The applications section examines neurophysiological/intrapersonal communication research methods and studies to date, together with specific applications of intrapersonal communication theory to childhood language acquisition, to the establishment of gender identities, and to intrapersonal competence. The final chapter presents pedagogical guidance on how we can influence intrapersonal competence and performance as well as commenting on the current state of this study and its future prospects. The editor's interstitial commentary facilitates access by readers wishing to constuct their own theory.


Donna R. Vocate

Communication is ubiquitous. If our boss ignores our innovative ideas, the popular press suggests it is because we failed to communicate those ideas effectively. If our spouse leaves us, the reason, according to Donohue's guest expert, is a breakdown in marital communication. If our dog fails obedience school, the dog trainer indicates it is because we did not successfully communicate our expectations to the dog. In short, communication constitutes a buzz word in the current popular culture. Whether the topic is discussed in the media or in more private forums, widespread agreement exists that communication in any context is an important phenomenon that merits our attention and analysis. In contrast, no comparable consensus exists among the specialists in academe with respect to what characterizes communication or what is the most viable theoretical perspective from which to examine it.

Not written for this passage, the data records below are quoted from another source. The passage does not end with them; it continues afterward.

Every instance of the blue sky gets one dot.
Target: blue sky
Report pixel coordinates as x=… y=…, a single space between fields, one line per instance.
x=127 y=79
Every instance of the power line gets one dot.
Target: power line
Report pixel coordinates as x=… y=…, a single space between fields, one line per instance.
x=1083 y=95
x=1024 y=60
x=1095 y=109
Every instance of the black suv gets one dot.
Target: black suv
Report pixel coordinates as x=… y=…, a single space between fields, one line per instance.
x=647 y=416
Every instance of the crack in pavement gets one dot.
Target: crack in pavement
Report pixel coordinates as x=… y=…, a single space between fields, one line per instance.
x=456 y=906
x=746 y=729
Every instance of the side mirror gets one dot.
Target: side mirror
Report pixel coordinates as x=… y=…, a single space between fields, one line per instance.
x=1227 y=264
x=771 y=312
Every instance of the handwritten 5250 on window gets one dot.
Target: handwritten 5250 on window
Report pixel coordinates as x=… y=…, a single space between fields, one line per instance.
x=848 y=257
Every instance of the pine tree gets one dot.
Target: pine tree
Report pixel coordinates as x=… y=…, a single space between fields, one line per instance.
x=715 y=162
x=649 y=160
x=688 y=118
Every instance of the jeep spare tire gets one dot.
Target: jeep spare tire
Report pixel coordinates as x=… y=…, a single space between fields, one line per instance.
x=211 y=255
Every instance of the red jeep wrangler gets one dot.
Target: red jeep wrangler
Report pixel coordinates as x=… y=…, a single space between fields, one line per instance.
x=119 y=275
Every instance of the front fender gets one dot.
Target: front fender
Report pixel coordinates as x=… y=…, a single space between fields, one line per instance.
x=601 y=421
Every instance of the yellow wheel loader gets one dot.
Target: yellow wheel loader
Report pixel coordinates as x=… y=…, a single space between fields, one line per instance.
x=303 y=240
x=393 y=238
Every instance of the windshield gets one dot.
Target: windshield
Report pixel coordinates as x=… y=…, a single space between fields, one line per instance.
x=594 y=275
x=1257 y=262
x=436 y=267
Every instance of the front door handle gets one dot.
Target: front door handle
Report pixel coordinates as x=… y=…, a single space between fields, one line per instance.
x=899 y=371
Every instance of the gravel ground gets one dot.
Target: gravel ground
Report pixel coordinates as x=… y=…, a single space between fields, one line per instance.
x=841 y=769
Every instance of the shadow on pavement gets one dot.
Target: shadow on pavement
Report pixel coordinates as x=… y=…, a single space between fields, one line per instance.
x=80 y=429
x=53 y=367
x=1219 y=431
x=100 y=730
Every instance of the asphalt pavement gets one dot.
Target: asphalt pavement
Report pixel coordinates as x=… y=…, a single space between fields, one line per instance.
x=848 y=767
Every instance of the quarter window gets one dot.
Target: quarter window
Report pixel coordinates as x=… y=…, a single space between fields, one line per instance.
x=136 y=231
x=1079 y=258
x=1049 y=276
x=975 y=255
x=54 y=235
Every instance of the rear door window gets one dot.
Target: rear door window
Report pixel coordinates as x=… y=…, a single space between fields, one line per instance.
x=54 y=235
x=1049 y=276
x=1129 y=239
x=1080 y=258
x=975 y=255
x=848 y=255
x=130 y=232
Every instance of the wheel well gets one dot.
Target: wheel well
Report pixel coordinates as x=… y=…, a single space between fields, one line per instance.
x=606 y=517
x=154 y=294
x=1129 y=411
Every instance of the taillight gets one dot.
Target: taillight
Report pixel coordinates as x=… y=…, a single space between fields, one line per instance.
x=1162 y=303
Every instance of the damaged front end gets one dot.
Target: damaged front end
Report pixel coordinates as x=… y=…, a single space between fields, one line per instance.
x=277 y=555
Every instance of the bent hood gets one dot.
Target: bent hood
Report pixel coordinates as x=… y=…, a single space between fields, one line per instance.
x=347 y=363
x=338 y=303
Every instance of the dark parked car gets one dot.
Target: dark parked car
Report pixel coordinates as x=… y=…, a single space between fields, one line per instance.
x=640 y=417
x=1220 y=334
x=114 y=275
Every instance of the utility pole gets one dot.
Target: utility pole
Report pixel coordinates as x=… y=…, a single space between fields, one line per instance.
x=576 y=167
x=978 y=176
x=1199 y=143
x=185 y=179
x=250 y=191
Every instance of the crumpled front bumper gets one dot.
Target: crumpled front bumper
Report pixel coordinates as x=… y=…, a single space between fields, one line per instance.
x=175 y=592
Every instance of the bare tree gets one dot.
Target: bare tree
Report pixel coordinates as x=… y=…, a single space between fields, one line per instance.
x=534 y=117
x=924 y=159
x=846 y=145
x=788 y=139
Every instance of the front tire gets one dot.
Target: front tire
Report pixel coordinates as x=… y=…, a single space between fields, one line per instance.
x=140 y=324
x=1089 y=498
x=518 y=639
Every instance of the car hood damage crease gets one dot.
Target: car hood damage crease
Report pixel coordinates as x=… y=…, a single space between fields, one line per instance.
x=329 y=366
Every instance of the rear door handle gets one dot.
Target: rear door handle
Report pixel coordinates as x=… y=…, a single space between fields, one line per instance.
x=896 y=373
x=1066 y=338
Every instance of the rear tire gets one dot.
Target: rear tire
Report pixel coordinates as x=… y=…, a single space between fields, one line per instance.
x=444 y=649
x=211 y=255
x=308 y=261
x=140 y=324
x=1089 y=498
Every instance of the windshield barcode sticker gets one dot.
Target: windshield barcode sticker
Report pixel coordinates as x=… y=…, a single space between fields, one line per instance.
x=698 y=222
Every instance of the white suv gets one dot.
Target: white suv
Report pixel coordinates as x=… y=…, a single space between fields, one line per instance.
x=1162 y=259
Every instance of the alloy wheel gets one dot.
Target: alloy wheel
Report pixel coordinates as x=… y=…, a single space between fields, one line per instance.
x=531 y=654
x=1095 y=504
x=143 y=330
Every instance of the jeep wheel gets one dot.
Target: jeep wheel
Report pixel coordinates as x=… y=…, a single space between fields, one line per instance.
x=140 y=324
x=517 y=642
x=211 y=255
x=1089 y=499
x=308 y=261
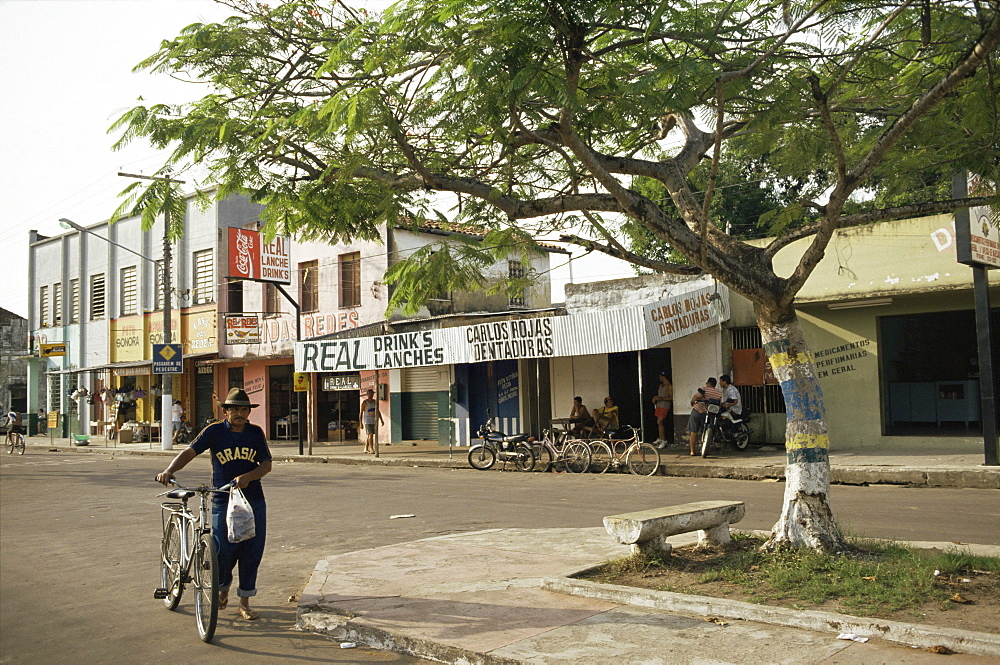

One consequence of this is that prominent scholars such as Wood (1992) are reduced to labeling speech communication "an interdisciplinary field" when attempting to account for its disjunctive explanations. This presumed fragmentation in the discipline could be ameliorated by an increase in logically consistent general theory by communication theorists cognizant of their own metatheoretical assumptions (e.g., Dance [1982] speech theory; Cronen,Pearce, &Harris' [1982] coordinated management of meaning). General theory, of course, accounts for a phenomenon across contexts (family, organization, classroom, etc.) and levels (intrapersonal, interpersonal, or public).

In addition to the minimal presence of general theory, other factors have added to the ostensible disparity in communication studies. The expansion of communication scholarship during recent decades to include a social science perspective as well as a humanistic one has contributed to speech communication's diversity, and lack of the singular focus that characterizes and unifies the idealized academic discipline. Another factor contributing to communication's heterogenous character is the failure of some communication scholars to consider the compatibility of exogamous or extrinsic metatheoretical assumptions before borrowing concepts from other academic fields (Vocate, 1991). Such indiscriminate borrowing could be attributed to an inadequate review of metatheory in some graduate programs, or again to the shortage of general theory in the field to guide research efforts on various communication topics.